Mail art is just small art pieces that are sent through mail which can include, postcards, stickers, letters, and or random artsy trinkets. Creating a monthly mail art club is what I want to make for my BFA project. Creating a whole brand with its website as well as the actual mail. Since it would be a monthly subscription, I want to show off what multiple months of these envelops would like. Each monthly envelope would have its own theme and different goodies included. 
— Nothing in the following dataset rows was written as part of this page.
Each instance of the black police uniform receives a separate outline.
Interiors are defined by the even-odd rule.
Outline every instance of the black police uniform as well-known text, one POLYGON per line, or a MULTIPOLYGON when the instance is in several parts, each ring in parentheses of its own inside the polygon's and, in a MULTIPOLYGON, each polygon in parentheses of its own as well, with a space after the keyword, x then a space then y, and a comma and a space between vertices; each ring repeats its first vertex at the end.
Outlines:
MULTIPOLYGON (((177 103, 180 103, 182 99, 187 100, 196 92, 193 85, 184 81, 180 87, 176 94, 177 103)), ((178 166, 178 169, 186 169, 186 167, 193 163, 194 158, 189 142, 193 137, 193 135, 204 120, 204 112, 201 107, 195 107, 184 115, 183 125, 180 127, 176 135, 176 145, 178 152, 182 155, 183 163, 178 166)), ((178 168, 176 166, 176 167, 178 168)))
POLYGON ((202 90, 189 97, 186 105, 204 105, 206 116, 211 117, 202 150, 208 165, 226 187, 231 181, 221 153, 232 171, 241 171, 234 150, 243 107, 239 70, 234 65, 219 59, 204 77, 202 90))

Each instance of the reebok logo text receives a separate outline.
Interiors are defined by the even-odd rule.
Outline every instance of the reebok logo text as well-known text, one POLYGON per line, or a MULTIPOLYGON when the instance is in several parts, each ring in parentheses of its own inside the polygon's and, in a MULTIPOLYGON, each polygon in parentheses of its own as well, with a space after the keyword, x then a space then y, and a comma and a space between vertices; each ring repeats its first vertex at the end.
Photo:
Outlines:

Why Gen Z Is Bringing Back Snail Mail - Newsweek

Snail mail is the 1 thing Millennials, Gen-Zers agree on: 'Lost art'

Chicago’s mail art renaissance - Chicago Reader

1 comment:

  1. Have you looked into the history of Mail Art? https://www.printedmatter.org/mail-art/

    "Although its origins can be traced back to the Dadaists and Italian Futurists, New York artist Ray Johnson is considered by many as the founder of contemporary mail art. In the 1950s, he began sending out small-scale collages he called “moticos,” some of which included simple instructions for the recipient. The mail was often meant to be sent back, or forwarded to another person, creating effective chains of artistic correspondence.

    Mail art proved to be successful in countering existing institutions and galleries. Artists began corresponding with each other, disseminating their art, and creating notoriety through this unconventional method. Thus, due to its explicitly populist and anti-commercial tenants, mail art found a place within the countercultural art movements of the 1960s and 1970s."